SURE ENOUGH, Nazi symbols, such as the S.S. lightning bolts, were seen on protest signs on last Saturday night’s demonstration in Tel Aviv.
Writing in Israel Hayom on January 8, Ariel Kahane suggested, “News that is foolish, twisted, detached from the truth and lacks facts is flooding the media and no one is saying a word.” All this leads to a situation, he thinks, whereby many good people fall for these prophecies of panic.
Is it panic or perhaps a pathos of passion in the face of a real threat to Israel’s societal construct and its democratic character? As Hillel Halkin points out in the Jewish Review of Books on January 5, we’ve heard all these wailings of fascism before, as when in 1977, Menachem Begin and the Likud came to power.
What purpose was there for Aharon Barak, who University of Chicago Law School Professor Richard A. Posner, then a federal appellate judge, called the “Enlightened Despot” in the New Republic magazine, in 2007, to say: “I see myself neither as an activist nor a conservative. I am sorry to be thought of as bringing this mishap. If killing me would be seen as stopping all this churning, I would be willing to stand before a firing squad.”
A conceivable answer is put forward by Eithan Orkibi of Ariel University, which appears in Israel Affairs, Volume 28 Number 6. Dealing with the period of 2015-2019, Orkibi reviews the discourse of Israel’s Left in a rhetorical analysis of its content. His conclusion is that seeking to revive its relevance and failing marginalization as a political force with its ideology in decline, it pursued a message of “the Right is a danger to democracy.”
The idea of peace as a defining character which then presents the Right as the war camp has lost its appeal. The Oslo process failure, the May 2021 pogroms and the lack of law and order in the Negev have all but made the Left irrelevant. Occupation has been reversed with growing numbers of Israelis feeling themselves under an internal occupation of violence and threats to life and property.
A new theme was required and “Democracy under threat” fulfills the need. Orkibi suggests that the Left “restruct[ed] its rhetorical ethos, to rehabilitate its credibility and authority.” Essentially, he writes, it has replaced its self-image.
In my view, feeling threatened, in that the demographics of Israel’s population and the lessening of the pressure to resolve the issue of a Palestinian Arab state were losing them voters, Israel’s Left purposely settled on channeling a polarizing rhetoric. Democracy being eradicated or suppressed also aligned them with the growing influence, financially and politically, of the American progressive liberal elements. An early appearance of this alliance was the V15 campaign, partially funded by the State Department through OneVoice, to unseat Netanyahu in 2015.
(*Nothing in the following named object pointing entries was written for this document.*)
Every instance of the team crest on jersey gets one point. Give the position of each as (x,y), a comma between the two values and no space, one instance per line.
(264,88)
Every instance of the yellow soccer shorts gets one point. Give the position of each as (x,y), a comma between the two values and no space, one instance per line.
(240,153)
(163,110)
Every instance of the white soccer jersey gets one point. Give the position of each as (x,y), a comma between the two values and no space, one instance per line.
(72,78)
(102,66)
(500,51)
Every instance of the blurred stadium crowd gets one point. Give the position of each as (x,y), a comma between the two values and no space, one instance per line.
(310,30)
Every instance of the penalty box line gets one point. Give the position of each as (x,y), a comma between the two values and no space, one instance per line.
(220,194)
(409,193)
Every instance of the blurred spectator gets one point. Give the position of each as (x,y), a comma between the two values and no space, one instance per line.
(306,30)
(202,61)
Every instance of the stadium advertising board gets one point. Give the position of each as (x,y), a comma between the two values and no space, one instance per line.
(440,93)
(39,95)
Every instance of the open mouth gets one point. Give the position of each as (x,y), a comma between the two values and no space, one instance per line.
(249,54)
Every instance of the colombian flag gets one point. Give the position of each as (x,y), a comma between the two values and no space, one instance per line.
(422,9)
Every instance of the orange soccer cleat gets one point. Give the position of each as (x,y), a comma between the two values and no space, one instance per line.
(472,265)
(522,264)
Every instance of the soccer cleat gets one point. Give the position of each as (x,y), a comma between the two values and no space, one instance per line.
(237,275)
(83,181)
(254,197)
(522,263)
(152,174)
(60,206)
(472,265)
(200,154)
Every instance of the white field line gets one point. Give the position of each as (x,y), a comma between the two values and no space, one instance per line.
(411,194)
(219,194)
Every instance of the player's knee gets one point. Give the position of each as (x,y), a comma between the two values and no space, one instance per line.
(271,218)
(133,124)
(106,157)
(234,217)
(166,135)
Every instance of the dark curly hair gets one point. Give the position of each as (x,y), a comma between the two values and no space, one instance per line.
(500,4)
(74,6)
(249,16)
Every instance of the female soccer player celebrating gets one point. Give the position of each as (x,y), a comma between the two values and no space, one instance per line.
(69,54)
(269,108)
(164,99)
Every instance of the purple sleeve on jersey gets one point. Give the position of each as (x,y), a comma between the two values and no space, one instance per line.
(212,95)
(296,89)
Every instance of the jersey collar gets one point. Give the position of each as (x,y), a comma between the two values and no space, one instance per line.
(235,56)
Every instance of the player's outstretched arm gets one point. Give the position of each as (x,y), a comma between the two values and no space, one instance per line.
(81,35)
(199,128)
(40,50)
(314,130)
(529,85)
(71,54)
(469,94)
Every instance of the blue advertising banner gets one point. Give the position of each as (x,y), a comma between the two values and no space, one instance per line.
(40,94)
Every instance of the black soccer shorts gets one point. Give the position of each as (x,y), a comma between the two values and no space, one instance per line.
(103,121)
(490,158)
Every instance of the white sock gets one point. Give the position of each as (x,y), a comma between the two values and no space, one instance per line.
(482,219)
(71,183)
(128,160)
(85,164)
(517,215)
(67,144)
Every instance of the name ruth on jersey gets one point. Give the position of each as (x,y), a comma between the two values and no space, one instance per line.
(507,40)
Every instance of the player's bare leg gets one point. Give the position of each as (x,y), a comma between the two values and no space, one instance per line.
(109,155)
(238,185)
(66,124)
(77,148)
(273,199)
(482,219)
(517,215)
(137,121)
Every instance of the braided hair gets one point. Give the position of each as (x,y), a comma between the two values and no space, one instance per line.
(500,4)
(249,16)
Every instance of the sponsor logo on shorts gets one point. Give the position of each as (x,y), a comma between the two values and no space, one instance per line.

Israel is now a country whose two most recent former military chiefs entered politics and have made disturbing statements. Gadi Eizenkot, on December 1, called for a million people to take to the streets against the new government. Benny Gantz, on his Twitter account on the evening of January 9, threatened that Netanyahu would be responsible for civil war in Israeli society. He added that “this is the time go out en masse and to demonstrate, the time to make the country tremble... against the demolition of democracy and this unbridled, destructive move.”
While one could say, “All’s fair in love, war... and politics,” the panic and the pathos Israel’s Left is displaying at the moment in their crusade to save Israel’s democracy,” no matter how just they view themselves as being, may possess more unfortunate results for their ideological coterie, as well as for the country.
The writer is an analyst and opinion commentator on political, cultural and media issues.